Do chrześcijan należy troska o właściwą kondycję ludzkiego serca i nawiązywanie w tym celu łączności z sercem Boga. Miłość głoszona i praktykowana przez wyznawców Chrystusa winna mieć czytelne zakorzenienie. To z Niego nabywamy zdolności kochania i mozolnego odnawiania jej w sobie. On jest źródłem prawdziwej miłości, zapisanej choćby na kartach Pisma Świętego. Do niej trzeba powracać, w niej upatrywać sedno i wzór chrześcijańskich postaw. Ciągle wymownym przykładem pozostaje tu Chrystusowy krzyż, jako symbol miłości niełatwej, po tylekroć zranionej, odrzuconej, często nieodwzajemnionej i okupionej porażającą ceną. Od momentu śmierci Jezusa na krzyżu, poprzez akt zmartwychwstania, rana boku pozostaje wciąż otwarta, dając impulsy bezgranicznej miłości kolejnym pokoleniom. Są one natchnieniem, niejako duszą dla ludzkiej miłości, która tak umocniona jest w stanie stawać się miłością „pomimo czegoś”.

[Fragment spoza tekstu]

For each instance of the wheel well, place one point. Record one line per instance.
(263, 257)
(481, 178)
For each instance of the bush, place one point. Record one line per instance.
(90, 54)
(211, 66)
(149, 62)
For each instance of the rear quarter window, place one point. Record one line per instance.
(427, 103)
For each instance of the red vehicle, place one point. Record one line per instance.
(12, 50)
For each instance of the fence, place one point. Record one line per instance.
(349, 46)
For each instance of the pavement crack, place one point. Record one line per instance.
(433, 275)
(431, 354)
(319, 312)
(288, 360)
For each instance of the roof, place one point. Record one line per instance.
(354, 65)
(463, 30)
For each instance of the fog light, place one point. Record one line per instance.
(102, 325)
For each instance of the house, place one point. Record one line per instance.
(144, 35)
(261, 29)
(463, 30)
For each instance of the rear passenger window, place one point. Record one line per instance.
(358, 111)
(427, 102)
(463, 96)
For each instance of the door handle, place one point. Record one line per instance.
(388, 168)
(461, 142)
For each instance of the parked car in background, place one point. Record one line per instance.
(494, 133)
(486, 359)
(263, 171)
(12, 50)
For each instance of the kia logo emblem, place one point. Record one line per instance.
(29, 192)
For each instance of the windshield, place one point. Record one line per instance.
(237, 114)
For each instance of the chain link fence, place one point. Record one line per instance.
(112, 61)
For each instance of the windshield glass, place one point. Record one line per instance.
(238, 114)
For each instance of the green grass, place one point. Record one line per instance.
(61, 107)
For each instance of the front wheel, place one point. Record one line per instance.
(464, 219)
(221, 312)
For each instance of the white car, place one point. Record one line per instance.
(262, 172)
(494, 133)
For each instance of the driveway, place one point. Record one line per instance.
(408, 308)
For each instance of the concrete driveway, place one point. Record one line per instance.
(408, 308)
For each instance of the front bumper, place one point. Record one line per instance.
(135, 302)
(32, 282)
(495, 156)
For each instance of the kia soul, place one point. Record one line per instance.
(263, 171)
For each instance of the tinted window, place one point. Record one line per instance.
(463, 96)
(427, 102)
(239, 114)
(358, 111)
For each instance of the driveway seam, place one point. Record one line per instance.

przypomnieć autorytet miłości…
O podtrzymanie ducha miłości, owej Bożej poświaty, związanej z jej bezgranicznością, stałością i wiernością trzeba nam się ciągle starać. Dzisiejszemu światu, naszej cywilizacji trzeba przypominać jej chrześcijańskie fundamenty, które nie są intelektualnymi frazesami, ale konkretami, bo przecież Bóg jest miłością. Apostolstwo Bożej miłości pozostaje w rękach chrześcijan, którzy nie przejdą obojętnie obok potrzebujących. Rok Miłosierdzia jest szansą, by poprzez pociągające przykłady uczynków co do ciała i duszy dawać świadectwo o kochającym Ojcu, który poprzez ludzi dociera ze swoim przesłaniem i pomocą do najbardziej potrzebujących. Światu trzeba przywrócić „wyobraźnię miłosierdzia”, która tym będzie różnić się od akcji humanitarnych, że nie zabraknie w niej odniesienia do Boga, jako najwyższego autorytetu w dziedzinie miłości. Dzisiaj poprawnością polityczną jest unikanie albo przemilczanie tego Imienia, co w dziedzinie miłości owocuje tymczasowością, miłością na próbę, mieszaniem miłości z egoizmem. W ten sposób osłabia się wrodzoną zdolność kochania człowieka. Pobłażliwie podchodzi się do wynaturzeń w tej dziedzinie, rozgrzeszając zbyt łatwo ludzką kondycję, nie stawiając jej wymagań, co w konsekwencji uboży człowieka. Tak dzieje się, gdy zaczyna brakować wrażliwości na Bożą miłość, miłość miłosierną.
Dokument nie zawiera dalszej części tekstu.